Казаки настигали. И степняк натянул повод, отказался от бегства. Он выхватил лук из налучья, наложил на кольцо халкедонского камня стрелу и так ждал. Когда между погонею и беглецами оставалось не более сотни саженей, тетива прозвенела. Казак покатился с седла. Хладнокровный кочевник достал и прицелил вторую стрелу. Отрепьев так понял: пришло время действа. Он окованной сталью тевтонской ногой, острием на носке сапога что есть силы махнул, саданул под ребро скакуну басурмана. Конь шарахнулся, взвизгнул, взвился на дыбы — басурман растерял лук и стрелы, ловил судорожно скачущую узду. Но уже подлетал жаркий ветер, сверкнули точеные брызги.
— Запорожцы, не смейте, — кричал, воспрещая расправу, Отрепьев, — он мне армию обещал!
Но как маковыми лепестками промакнули татарскую бритую голову, и зарубленный крепко обнялся со степью.
— Нехристь, на вот тоби за Стецка!
— Батьку, що з ляхом-то зробить?
— Перед Богом Христом ровны вси: що кацап, що еллин, — с важностию процитировал Евангелие старший, казак в атласных лазоревых шароварах, нарочито уделанных дегтем из презрения ко всем обольщениям мирским. — Роз-вяжите его, хлопцы. Нехай идет з Богом. Славь, иди: Сечь и вера спасли тебя.

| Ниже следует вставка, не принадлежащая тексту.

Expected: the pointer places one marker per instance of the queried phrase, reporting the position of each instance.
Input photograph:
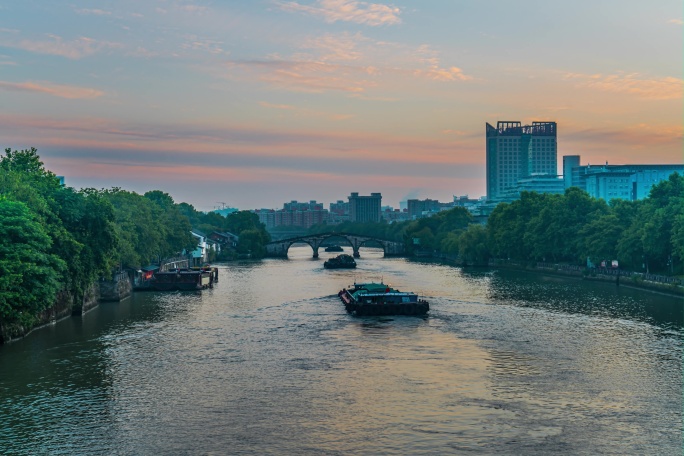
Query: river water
(268, 362)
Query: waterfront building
(516, 151)
(365, 208)
(540, 183)
(294, 214)
(391, 215)
(339, 212)
(629, 182)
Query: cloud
(57, 90)
(373, 14)
(94, 12)
(667, 88)
(266, 104)
(75, 49)
(349, 63)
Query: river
(268, 362)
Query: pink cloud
(668, 88)
(373, 14)
(57, 90)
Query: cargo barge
(343, 261)
(184, 279)
(369, 299)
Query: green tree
(473, 247)
(29, 274)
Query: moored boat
(185, 279)
(340, 261)
(365, 299)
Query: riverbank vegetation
(55, 239)
(245, 224)
(645, 235)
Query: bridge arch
(280, 248)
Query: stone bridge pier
(280, 248)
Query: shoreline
(653, 287)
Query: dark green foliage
(29, 274)
(56, 238)
(646, 234)
(473, 248)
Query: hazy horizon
(259, 103)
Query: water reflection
(573, 296)
(268, 362)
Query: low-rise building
(629, 182)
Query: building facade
(628, 182)
(294, 214)
(515, 151)
(365, 208)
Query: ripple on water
(268, 362)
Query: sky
(255, 103)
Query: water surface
(268, 362)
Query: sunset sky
(255, 103)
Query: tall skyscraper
(515, 151)
(365, 208)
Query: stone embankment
(66, 305)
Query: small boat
(185, 279)
(340, 261)
(365, 299)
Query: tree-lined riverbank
(57, 242)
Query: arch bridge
(280, 248)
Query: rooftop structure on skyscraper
(516, 151)
(365, 208)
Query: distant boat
(343, 261)
(365, 299)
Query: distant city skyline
(258, 103)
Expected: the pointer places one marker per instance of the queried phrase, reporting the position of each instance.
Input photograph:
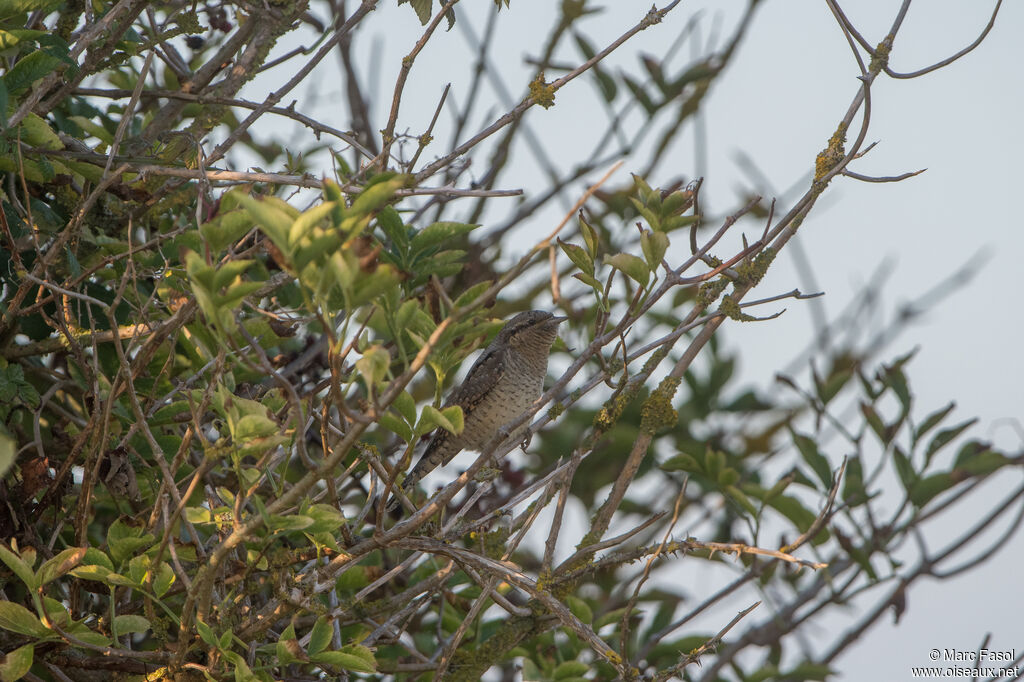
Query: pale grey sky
(778, 102)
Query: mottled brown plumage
(503, 383)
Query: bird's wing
(483, 376)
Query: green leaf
(406, 406)
(579, 257)
(124, 542)
(12, 7)
(16, 664)
(654, 245)
(228, 272)
(570, 669)
(321, 636)
(369, 202)
(682, 462)
(589, 236)
(18, 566)
(206, 634)
(290, 522)
(396, 426)
(903, 467)
(373, 366)
(30, 69)
(38, 133)
(308, 219)
(580, 608)
(59, 564)
(353, 657)
(226, 228)
(945, 436)
(422, 8)
(431, 418)
(809, 451)
(924, 489)
(635, 267)
(801, 516)
(437, 232)
(455, 417)
(130, 624)
(164, 580)
(16, 617)
(274, 221)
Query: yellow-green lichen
(752, 272)
(657, 412)
(730, 308)
(881, 57)
(710, 291)
(832, 155)
(541, 92)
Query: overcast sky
(777, 104)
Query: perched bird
(503, 383)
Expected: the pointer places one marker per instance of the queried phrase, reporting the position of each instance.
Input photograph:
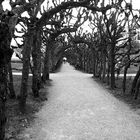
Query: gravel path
(78, 108)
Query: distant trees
(50, 30)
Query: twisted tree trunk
(36, 55)
(25, 70)
(112, 66)
(5, 57)
(46, 70)
(135, 82)
(10, 82)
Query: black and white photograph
(69, 69)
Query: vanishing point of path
(78, 108)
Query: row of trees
(50, 30)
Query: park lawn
(17, 122)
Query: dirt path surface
(78, 108)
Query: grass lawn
(17, 122)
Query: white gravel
(78, 108)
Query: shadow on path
(78, 108)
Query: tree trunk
(94, 63)
(10, 82)
(112, 66)
(36, 55)
(3, 87)
(108, 74)
(46, 70)
(25, 70)
(135, 82)
(137, 89)
(5, 57)
(104, 67)
(124, 77)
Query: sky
(135, 3)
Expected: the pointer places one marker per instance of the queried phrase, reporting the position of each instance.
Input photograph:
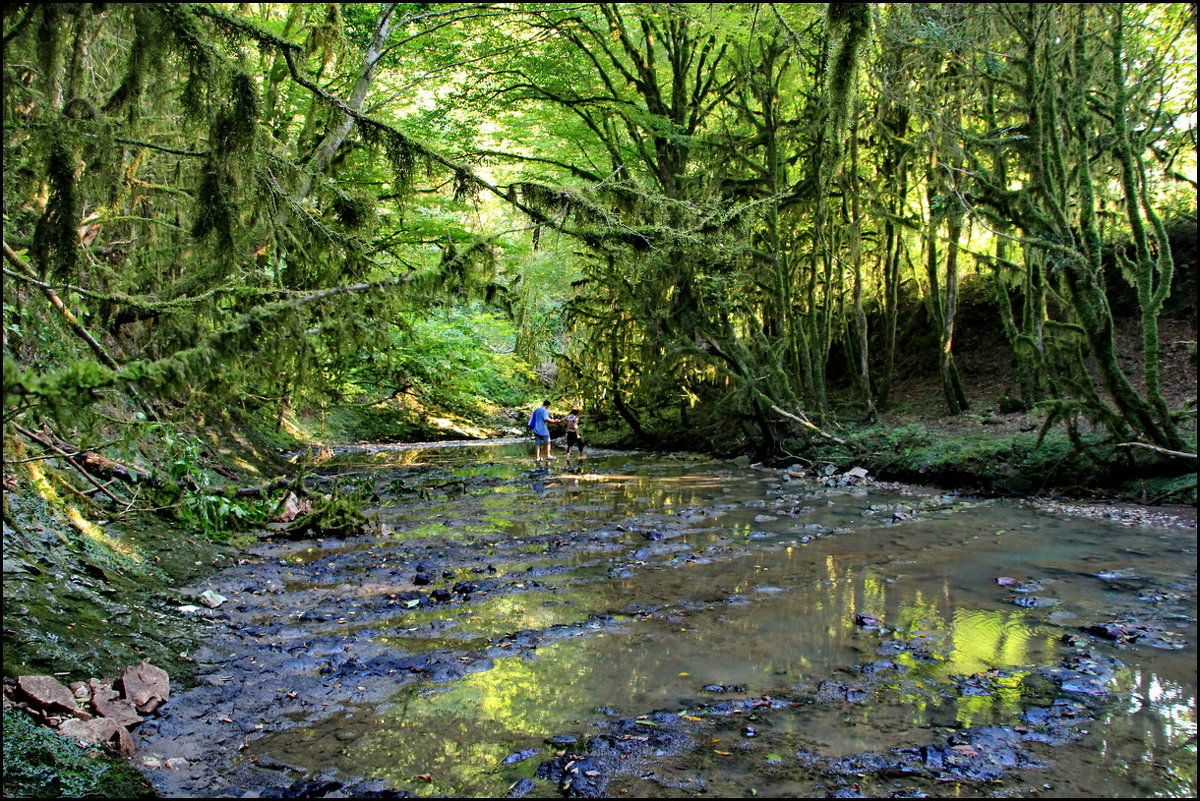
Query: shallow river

У спасенного затекшие руки висели как плети, одна короче другой. Он спрыгнул на землю размяться, подошел к старшине:
— Евангелик? Герасим?
— Ну слухаю, — тут же ответил казак, но, взглянув на зовущего, часто захлопал глазами: — Хлопцы, дывытеся — вин до мене.
За пьянство во время лихого похода запорожский казак по закону карался немедленной смертью. Но едва выпадал по случайности мир, остров Хортица весь одевался туманом и зыбко качался на волнах Днепра. Кто живее других пропивал боевую добычу, шел на промысел в только им знаемые заветные речные места за бобрами. На Сечи оставался лишь тот, кто еще не истратил карбовцы и силы в отважной гульбе. Потому-то приезд запыленного рыцаря со старшиной Евангеликом был едва удостоен внимания сечевиков. Кто плясал под бандуру и скрипку, продолжал трамбовать каблуками просторную площадь; кто, бесчинствуя, рвал у товарища чуб, не оставил свое удалое занятие; кто раскинулся в центре майдана обрушенным памятником и не подумал ожить.
Евангелик смог, впрочем, собрать куренных к кошевому, те по должности все же старались хранить человеческий облик. По дороге кой-как объяснял, в чем вопрос: дескать, сам не пробачу якого друзья-ариане прислали царевича.